In a victory for Massachusetts premises owners and their insurers, the Massachusetts Superior Court recently dismissed all claims against a group of twenty-three premises owners whom the Plaintiff alleged were liable (under both strict liability and negligence theories) for the development of the decedent’s asbestos-related mesothelioma. The Court denied claims of both strict liability and negligence against premises owners that either currently owned or are now the successor-in-interest to various worksites in eastern Massachusetts, including prominent hospitals, universities, and office buildings.
In Flynn v. A.W. Chesterton Co., (Massachusetts Superior Court, Middlesex, Civil Action 2011-3000), Massachusetts Superior Court Justice Charles J. Hely granted a joint motion of the twenty-three premises owners to dismiss all claims against them. This may have come as a surprise to the premises owners and their insurers, as just a few weeks earlier, Judge Hely, notwithstanding their opposition, granted the Plaintiff leave in order to add the premises owners as defendants in an amended complaint. The oppositions served by premises owners to the Plaintiff’s motion for leave to amend the complaint mirrored many of the same arguments again presented to the Court in their joint motion to dismiss, in particular, that strict liability and negligence were not adequately pleaded in the amended complaint, and that by definition, both allegations were inapplicable to premises owners under the circumstances.

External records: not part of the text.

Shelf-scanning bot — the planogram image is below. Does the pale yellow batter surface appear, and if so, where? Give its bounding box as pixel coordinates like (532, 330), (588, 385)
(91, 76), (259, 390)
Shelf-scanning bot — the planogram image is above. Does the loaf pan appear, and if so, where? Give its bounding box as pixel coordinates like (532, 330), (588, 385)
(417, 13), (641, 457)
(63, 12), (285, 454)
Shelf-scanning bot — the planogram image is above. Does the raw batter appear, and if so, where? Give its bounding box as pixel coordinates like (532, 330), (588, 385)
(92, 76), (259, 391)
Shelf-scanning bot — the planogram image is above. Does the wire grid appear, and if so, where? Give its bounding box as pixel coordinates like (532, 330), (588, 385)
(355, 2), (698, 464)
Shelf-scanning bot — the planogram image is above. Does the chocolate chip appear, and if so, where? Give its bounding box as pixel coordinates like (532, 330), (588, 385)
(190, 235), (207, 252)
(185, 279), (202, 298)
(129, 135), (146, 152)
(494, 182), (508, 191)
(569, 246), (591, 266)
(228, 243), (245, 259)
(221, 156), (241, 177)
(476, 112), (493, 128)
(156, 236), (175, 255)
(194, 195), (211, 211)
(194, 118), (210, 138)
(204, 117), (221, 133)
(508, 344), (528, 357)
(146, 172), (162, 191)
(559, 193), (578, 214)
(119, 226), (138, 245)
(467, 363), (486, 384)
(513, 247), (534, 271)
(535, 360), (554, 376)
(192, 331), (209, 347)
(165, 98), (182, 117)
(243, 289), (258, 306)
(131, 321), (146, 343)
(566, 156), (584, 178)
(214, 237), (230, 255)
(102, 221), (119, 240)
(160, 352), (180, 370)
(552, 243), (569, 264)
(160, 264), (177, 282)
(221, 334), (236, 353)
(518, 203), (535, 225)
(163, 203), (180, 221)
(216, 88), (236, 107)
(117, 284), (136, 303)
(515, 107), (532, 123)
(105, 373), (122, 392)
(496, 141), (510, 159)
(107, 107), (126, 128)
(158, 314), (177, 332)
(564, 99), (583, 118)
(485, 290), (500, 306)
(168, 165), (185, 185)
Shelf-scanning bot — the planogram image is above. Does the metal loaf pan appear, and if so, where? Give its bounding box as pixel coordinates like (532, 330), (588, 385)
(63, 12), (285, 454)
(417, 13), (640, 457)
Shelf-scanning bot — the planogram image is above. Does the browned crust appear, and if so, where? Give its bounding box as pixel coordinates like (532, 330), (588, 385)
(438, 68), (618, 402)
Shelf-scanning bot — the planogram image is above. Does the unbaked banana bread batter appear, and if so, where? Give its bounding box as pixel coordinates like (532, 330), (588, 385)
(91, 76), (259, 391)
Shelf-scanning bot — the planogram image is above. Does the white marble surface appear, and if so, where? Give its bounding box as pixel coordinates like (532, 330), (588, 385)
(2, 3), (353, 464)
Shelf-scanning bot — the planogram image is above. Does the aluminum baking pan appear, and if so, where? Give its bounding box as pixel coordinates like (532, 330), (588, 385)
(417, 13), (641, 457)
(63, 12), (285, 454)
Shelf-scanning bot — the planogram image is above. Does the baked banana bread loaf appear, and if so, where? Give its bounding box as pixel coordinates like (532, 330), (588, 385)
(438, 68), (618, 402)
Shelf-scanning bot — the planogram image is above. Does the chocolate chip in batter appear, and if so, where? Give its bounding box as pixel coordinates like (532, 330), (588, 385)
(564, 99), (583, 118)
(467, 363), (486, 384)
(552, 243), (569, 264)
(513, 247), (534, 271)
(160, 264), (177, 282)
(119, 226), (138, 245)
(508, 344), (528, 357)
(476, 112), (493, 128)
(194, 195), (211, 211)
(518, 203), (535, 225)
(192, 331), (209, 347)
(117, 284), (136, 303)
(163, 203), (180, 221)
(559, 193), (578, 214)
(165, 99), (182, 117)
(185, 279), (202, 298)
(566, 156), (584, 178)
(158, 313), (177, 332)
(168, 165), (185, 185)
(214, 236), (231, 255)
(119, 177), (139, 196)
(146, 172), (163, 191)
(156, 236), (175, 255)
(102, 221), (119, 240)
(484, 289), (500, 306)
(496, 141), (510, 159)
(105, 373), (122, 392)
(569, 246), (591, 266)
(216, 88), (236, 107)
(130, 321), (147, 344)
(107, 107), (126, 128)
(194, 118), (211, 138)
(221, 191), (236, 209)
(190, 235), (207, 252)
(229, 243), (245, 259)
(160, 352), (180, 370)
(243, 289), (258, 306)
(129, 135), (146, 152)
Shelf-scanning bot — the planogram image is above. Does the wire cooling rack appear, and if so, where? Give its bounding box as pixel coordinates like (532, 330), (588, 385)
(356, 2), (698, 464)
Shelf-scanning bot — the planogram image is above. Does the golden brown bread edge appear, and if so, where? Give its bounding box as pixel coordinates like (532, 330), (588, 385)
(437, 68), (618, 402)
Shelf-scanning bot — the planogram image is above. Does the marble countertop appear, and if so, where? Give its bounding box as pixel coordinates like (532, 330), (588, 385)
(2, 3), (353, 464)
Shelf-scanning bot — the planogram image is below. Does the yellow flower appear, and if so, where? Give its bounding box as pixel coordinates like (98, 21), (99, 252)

The Court, citing the requirements for pleadings under Iannacchino v. Ford Motor Co. 451 Mass. 623 (2008) found that the Plaintiff had not alleged sufficient facts in the amended complaint for a determination on whether strict liability principles are applicable to the activities the premises owners were engaged in at the time of the decedent’s exposure to asbestos. “The complaint fails” the Court stated, “to adequately put the [premises owner] defendants on notice of the particular conduct by the [premises owner] defendants that would warrant application of a strict liability standard.” The Court noted that the amended complaint did not present any individualized fact allegations against any of the premises owners, i.e., a date, a year, a length of time, or an exact location pertaining to the decedent’s alleged exposure to asbestos at a location connected to a particular premises owner. The Court concluded that the plaintiff’s “conclusory fact allegations” were not enough to raise a strict liability right to relief “above the speculative level.” For the same reasons (lack of specific facts about each premises owner’s alleged negligent conduct), the Court also found the negligence count of the amended complaint insufficient to meet the Iannacchino standard.
The impact of this decision will likely be discovered sooner rather than later, as the plaintiff’s bar continues to attempt to bring new categories of defendants into the litigation, often with minimal or extremely attenuated connections to asbestos. The decision further supports the prevailing view in Massachusetts that strict liability is rarely applicable to defendants mired in the asbestos litigation. Plaintiff’s counsel will need to take this ruling into consideration and make every effort to plead specific facts in their complaints in order to survive an inevitable motion to dismiss from new categories of defendants. We will continue to monitor this and other developments in the asbestos litigation.